El feminismo y el poder de decidir

El feminismo y el poder de decidir
febrero 15, 2020 Aglaia Berlutti

Hace poco leí un artículo en la que un grupo de mujeres se llamaban a sí mismas “defensoras de la familia tradicional” y que insistían en la necesidad que las mujeres, volvieran a “su lugar en la historia”. O lo que es lo mismo, regresar al esquema tradicional de la madre abnegada y el padre proveedor. A pesar de la sorpresa que me produjo que alguien todavía analiza a la familia – y su propia vida –en semejantes términos, también me hizo sentir un profundo alivio el hecho que la mujer en la actualidad pueda debatir sobre su lugar en el mundo. El lugar en el que quiere estar o las decisiones que quiere tomar sobre su futuro. Al fin y al cabo, el feminismo siempre ha insistido justo en esa posibilidad: en el hecho que cada mujer en el mundo pueda escoger la forma en comprenderá su papel cultural y social, sin presión alguna.

– Pero ¿no te parece un retroceso que se hable de volver a la vida doméstica? – me comentó una buena amiga – al final, es como dar dos pasos atrás, volver a las puertas cerradas.

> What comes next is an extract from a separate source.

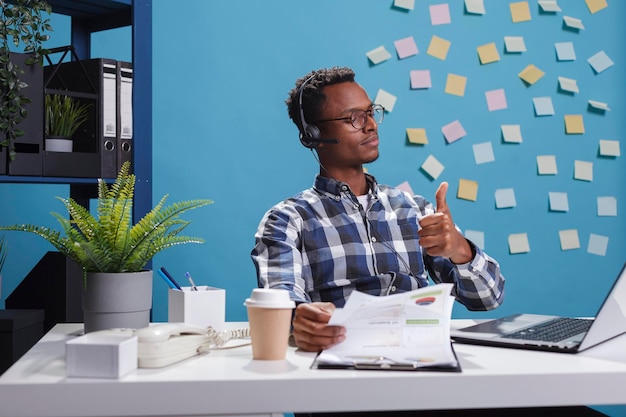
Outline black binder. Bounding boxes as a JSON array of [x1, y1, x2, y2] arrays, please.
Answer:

No le respondí de inmediato. Pensé en mi abuela, una mujer brillante y talentosa que había tomado la decisión de ser esposa y madre a tiempo completo, aunque incluso en la época en que le tocó vivir, podría haber decidido algo por completo distinto.  Pero para mi abuela – que no era feminista pero que, sin duda, defendía a brazo partido el derecho de la mujer a tomar decisiones autónomas – la noción sobre la vida doméstica era algo más complejo que un rol cultural. “También es una forma de construir ideas” me dijo en una ocasión cuando le pregunté al respecto. “Y en mi caso, puedo decidir hacerlo”.

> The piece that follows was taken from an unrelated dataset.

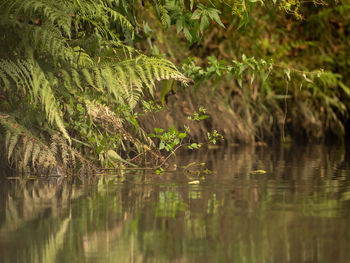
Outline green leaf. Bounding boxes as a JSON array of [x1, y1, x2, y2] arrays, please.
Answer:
[[176, 18, 184, 34], [191, 9, 202, 20], [159, 141, 165, 150], [143, 22, 152, 35], [188, 143, 199, 149], [77, 103, 83, 112], [200, 14, 210, 33], [156, 167, 164, 175], [107, 150, 137, 167], [208, 9, 225, 28], [183, 27, 193, 42], [179, 133, 187, 139], [339, 82, 350, 96], [107, 150, 122, 162], [249, 170, 267, 175], [237, 76, 242, 87], [190, 0, 195, 10], [199, 115, 209, 120], [154, 128, 164, 133]]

Claro está, mi abuelo era un hombre que respetaba su inteligencia y que, de una u otra forma, le sostuvo en momentos complicados o directamente angustiosos, sobre todo cuando la vida como ama de casa resultaba frustrante para ella.  Mi abuelo fue parte de la decisión de mi abuela de renunciar a una posible vida profesional en beneficio de la doméstica y su apoyo constante, una forma de consideración a su esfuerzo que mi abuela siempre valoró. Pero no todas las mujeres de su época tuvieron semejante alternativa. De hecho, mi abuela siempre supo que era una excepción y que como tal, demostraba que la batalla por la capacidad de la mujer para decidir sobre su vida era algo de considerable importancia a futuro. “Mi única herencia podría decir dejarte claro que lo que decidas siempre estará bien” me dijo en una oportunidad. Tenía catorce años y no entendí del todo las implicaciones de la frase. No al menos en toda su considerable importancia de cara a la forma como la vida de la mujer depende justamente de eso: de su capacidad para decidir.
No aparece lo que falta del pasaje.